Shuffling an array, solved. Shuffle the songs! (Solution for an extra challange from the "Build a Library" project.)

Hello, I have been working on this, and 2 related topics in this forum seemed like they are not giving the solution. So, I just wanted to share my code for my coder friends who are looking for a solution to shuffle their array.

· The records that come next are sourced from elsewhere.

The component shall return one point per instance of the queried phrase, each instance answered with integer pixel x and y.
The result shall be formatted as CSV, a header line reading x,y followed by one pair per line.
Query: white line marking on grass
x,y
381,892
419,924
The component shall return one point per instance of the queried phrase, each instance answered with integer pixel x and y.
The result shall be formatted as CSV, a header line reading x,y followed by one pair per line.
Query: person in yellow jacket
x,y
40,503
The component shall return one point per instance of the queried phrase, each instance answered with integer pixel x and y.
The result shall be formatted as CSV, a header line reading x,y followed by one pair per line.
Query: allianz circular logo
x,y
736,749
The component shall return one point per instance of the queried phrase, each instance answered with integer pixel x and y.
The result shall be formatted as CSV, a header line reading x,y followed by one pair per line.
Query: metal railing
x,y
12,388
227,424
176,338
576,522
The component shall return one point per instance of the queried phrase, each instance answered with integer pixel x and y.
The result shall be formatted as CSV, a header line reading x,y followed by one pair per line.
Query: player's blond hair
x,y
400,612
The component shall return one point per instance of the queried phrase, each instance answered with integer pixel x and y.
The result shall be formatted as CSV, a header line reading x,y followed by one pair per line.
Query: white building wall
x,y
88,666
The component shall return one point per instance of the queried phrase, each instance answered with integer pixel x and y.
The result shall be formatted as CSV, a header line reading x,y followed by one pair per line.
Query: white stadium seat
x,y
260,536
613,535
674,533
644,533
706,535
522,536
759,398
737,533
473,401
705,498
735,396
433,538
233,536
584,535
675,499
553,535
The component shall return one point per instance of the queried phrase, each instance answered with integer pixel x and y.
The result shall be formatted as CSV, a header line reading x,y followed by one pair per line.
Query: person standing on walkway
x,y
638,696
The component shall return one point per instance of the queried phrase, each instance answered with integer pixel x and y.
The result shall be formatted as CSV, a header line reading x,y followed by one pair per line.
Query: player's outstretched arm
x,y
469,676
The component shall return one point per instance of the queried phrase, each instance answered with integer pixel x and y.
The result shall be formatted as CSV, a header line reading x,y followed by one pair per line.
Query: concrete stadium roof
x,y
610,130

So, the project is this : Build A Library

Challenge is this : Create a method called shuffle for the CD class. The method returns a randomly sorted array of all the songs in the songs property.

My solution is this:

  shuffle () {
const index = []; 
const songList = this._songs; 
const shuffledSongs = []; 

for (let i= Math.floor(Math.random()* songList.length); index.length<songList.length;
     i=Math.floor(Math.random()*songList.length)) {
  if (!index.includes(i)){
  index.push(i);
  } else {i=Math.floor(Math.random()*songList.length)}
}

const shuffler = (arr,shuf) => {
for (let j = 0; j<songList.length; j++)
  shuffledSongs[j]=arr[shuf[j]]
}

shuffler(songList,index);
return shuffledSongs;
  }

Note: Sorry for any problems in my code, in advance. And I appreciate any improvements.

3 Likes

Thank you for this! I could not figure this one out for the life of me after hours of google and trying on my own.

1 Like

So what did you come up with to shuffle the song array?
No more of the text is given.